La légende des marais salants
Notre chantre était le poète jésuite Pietro Antonio Zanoni (1723 - 1786), originaire de Reggio Emilia, qui est arrivé à Cervia en 1773. Dans son poème "De Salinis Cerviensibus", publié en 1786, on peut lire les vers, en latin et en italien, de cette légende évocatrice.
L'abbé Zannoni raconte qu'à l'époque où la pinède était habitée par des bergers et des nymphes, vivaient deux jeunes gens merveilleux : Liscari, un berger aux sentiments délicats et aux manières douces, et Iole, une belle jeune fille toujours joyeuse. Depuis des années, elle menait son troupeau paître le long des ruisseaux herbeux de la vallée de Ficoclense, à l'intérieur même des marais salants, se moquant de l'ancienne interdiction de profaner avec les troupeaux cette terre sacrée pour les Numi. Un jour, au crépuscule, alors qu'elle rentrait au bercail avec son troupeau, en sautant sur une petite barque, elle glissa malencontreusement, tomba à l'eau et fut engloutie. Les paludiers accoururent et tentèrent en vain de sauver la malheureuse ; ils l'enterrèrent dans le haut ruisseau, y déposant une grosse pierre pour marquer sa tombe, et tout autour ils dispersèrent des couronnes de laurier et des couronnes de fleurs, après les avoir trempées dans l'eau salée, de sorte que les cristaux de sel se transformèrent en filigranes étincelants au soleil. On dit que ce triste souvenir ne s'est pas estompé avec le temps mais qu'il a gagné en notoriété, donnant lieu à des festivités traditionnelles récurrentes avec des festons, des brins et des fleurs incrustés de dentelle de sel blanc.
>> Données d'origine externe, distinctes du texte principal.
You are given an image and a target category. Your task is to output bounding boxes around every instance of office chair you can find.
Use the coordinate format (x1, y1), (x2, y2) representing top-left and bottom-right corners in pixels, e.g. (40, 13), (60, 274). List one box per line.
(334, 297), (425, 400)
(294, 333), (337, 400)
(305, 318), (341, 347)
Dès que l'écho de la tragédie est parvenu au pasteur Liscari, il s'est précipité sur les lieux dans l'espoir de pouvoir encore porter secours à son Iole. Accablé de chagrin, il s'est effondré sans vie sur une pierre et n'a plus bougé.
C'est alors que s'opère la transformation magique. Ses orteils s'allongent, se ramifient, pénètrent dans le sol et deviennent des racines ; la belle chevelure dorée qu'elle portait se dissout en tiges vertes avec de petites feuilles grasses en forme d'aiguilles. C'est ainsi que la délicate et douce Liscari devint la plante qui portera éternellement son nom. Le chagrin d'un berger désespéré et nostalgique en a fait un buisson et l'a ancré avec des racines sur le lieu de sépulture de sa bien-aimée pour qu'il reste toujours à ses côtés.
Voir G. Pilandri, La leggenda delle saline, Romagna ieri, oggi, domani, Année VIII n° 3, juin 1995, Parmaclub Parma, pp. 44-46.